Der Weg zur Genesung beginnt im Kopf
Die Hände schwitzen bei jeder Aufregung, der Kopf schmerzt, Ängste bereiten Qual: Mit Feedback-Methoden lassen sich viele Störungen beheben – durch eigenes Zutun des Patienten.
Die Hände schwitzen bei jeder Aufregung, der Kopf schmerzt, Ängste bereiten Qual: Mit Feedback-Methoden lassen sich viele Störungen beheben – durch aktives Zutun des Patienten.
SALZBURG. Es war eine vermeintliche Allerweltsinfektion und die ganze Familie (Mutter, Vater und der damals 15 Jahre alte Sohn) hatte es im September 2011 erwischt – ein Tag lang Übelkeit mit Erbrechen.
Doch während die Eltern sich wieder erholten, fand der Teenager nicht mehr in die Spur. Die Mutter erinnert sich an die Anfänge der Leidensgeschichte ihres Sohnes: „Übelkeit und Schwindel begleiten ihn täglich, beim Essen verträgt er fast nichts mehr, er nimmt innerhalb weniger Monate zehn Kilogramm ab und wächst gleichzeitig um acht Zentimeter.“
Trotz der Beschwerden schließt der Vorzugsschüler das Schuljahr noch positiv ab. Doch ab Herbst 2012 erfassen Tinnitus und Schulangst den jungen Mann. Es folgt ein Schulwechsel, danach der Schulabbruch, auch eine Lehrstelle muss er nach vier Monaten wieder aufgeben. Die Eltern pilgern mit ihrem Sohn von einem Arzt und von einem Therapeuten zum anderen. Niemand kann wirklich helfen.
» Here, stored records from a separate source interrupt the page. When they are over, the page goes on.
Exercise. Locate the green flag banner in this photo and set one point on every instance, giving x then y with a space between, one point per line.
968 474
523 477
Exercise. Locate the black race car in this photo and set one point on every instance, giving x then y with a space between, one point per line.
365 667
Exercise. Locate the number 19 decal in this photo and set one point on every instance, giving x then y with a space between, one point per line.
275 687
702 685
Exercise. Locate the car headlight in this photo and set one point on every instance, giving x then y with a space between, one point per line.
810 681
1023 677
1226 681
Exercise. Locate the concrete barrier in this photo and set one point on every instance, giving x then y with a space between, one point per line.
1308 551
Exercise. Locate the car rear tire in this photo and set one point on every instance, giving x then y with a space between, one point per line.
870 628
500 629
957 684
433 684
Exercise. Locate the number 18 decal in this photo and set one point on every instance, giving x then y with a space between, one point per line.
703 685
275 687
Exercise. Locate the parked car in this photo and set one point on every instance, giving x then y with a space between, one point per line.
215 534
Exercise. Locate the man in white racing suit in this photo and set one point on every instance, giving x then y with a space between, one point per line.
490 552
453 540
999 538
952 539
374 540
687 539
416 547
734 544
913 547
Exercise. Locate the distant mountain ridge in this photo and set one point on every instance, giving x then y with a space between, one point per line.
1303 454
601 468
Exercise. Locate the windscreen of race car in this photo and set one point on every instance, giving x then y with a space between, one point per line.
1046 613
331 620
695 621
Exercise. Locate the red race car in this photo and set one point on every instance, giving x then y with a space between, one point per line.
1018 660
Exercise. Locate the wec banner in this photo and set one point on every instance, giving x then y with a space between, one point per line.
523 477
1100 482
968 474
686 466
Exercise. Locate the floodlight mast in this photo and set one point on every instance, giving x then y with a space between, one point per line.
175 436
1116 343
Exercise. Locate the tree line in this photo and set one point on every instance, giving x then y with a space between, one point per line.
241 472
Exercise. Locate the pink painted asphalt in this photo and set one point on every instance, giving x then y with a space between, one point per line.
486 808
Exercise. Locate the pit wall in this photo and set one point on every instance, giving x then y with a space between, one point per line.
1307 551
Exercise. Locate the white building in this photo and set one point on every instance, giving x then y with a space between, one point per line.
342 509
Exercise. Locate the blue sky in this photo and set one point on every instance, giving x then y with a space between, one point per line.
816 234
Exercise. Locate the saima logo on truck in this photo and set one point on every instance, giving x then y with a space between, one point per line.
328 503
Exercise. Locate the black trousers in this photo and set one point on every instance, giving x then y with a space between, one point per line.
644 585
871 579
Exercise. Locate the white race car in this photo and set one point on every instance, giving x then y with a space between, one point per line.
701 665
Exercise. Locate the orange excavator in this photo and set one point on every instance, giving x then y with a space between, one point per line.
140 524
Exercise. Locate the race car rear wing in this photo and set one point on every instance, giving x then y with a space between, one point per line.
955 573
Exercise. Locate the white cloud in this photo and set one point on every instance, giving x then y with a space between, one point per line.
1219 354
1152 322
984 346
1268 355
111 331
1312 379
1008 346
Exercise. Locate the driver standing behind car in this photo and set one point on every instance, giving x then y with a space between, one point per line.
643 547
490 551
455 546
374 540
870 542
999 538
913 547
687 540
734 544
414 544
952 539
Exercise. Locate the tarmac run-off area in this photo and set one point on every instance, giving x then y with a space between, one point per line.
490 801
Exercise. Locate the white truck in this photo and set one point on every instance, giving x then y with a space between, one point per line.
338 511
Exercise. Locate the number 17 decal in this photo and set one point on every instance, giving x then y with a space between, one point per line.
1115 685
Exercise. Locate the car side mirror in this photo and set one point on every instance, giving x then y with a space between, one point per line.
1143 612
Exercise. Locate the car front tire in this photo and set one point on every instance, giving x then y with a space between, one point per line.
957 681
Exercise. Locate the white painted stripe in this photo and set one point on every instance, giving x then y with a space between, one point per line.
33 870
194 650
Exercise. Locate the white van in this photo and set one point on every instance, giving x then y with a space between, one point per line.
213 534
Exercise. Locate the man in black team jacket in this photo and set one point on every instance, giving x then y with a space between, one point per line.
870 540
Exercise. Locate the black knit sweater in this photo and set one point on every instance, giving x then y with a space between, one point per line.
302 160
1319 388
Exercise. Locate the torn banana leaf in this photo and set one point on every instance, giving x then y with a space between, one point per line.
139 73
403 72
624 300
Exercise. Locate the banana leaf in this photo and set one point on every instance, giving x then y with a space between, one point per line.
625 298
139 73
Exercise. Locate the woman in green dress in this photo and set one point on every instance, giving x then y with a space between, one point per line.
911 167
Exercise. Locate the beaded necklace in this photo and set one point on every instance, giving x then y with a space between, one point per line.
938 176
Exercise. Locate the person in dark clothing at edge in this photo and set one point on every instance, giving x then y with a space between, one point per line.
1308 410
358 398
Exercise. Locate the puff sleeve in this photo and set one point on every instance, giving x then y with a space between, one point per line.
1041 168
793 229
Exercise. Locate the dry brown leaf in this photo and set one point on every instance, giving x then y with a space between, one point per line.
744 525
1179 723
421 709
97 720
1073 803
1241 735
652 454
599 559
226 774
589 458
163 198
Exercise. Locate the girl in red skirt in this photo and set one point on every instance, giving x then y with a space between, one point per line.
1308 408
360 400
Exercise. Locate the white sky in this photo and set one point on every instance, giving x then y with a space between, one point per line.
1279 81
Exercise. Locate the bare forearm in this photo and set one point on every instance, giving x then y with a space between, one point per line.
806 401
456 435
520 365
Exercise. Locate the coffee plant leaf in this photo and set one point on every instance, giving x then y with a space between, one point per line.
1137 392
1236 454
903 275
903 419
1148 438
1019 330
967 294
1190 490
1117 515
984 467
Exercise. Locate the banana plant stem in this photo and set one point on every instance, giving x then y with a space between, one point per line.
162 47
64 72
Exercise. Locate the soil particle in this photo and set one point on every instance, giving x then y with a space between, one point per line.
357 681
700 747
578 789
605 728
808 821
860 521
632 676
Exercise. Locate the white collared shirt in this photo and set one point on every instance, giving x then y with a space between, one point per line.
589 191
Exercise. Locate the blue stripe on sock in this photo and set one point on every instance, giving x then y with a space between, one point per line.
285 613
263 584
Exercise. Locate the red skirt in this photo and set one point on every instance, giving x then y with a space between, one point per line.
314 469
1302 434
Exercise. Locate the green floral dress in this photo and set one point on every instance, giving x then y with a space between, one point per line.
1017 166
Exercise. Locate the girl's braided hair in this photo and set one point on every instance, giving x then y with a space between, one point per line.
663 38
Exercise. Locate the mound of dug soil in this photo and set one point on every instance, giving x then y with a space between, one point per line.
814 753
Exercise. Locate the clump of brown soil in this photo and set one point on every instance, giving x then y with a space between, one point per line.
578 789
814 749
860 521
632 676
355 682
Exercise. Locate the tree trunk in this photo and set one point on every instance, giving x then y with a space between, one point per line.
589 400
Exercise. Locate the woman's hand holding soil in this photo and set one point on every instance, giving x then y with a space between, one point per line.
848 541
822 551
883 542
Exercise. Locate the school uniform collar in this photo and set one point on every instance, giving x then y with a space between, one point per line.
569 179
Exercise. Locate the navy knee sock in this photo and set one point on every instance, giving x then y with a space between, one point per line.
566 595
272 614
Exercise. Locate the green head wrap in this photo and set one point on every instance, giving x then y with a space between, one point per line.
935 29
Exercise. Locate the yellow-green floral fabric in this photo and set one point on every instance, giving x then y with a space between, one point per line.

Erst ein SN-Artikel vom 15. Dezember 2015 brachte den Eltern einen wichtigen Hinweis: Es ging um Neurofeedback/Infralow-Training.
Das ist eine aus dem Biofeedback abgeleitete Methode. Probanden bekommen dabei kleine Elektroden etwa an die Stirn geklebt, diese messen Gehirnströme, die auf einem Computerbildschirm dargestellt werden. Das Gehirn lernt dabei, sich neu zu organisieren, gesunde Zustände zu realisierung und damit Beschwerden zu überwinden. Ohne Medikamente.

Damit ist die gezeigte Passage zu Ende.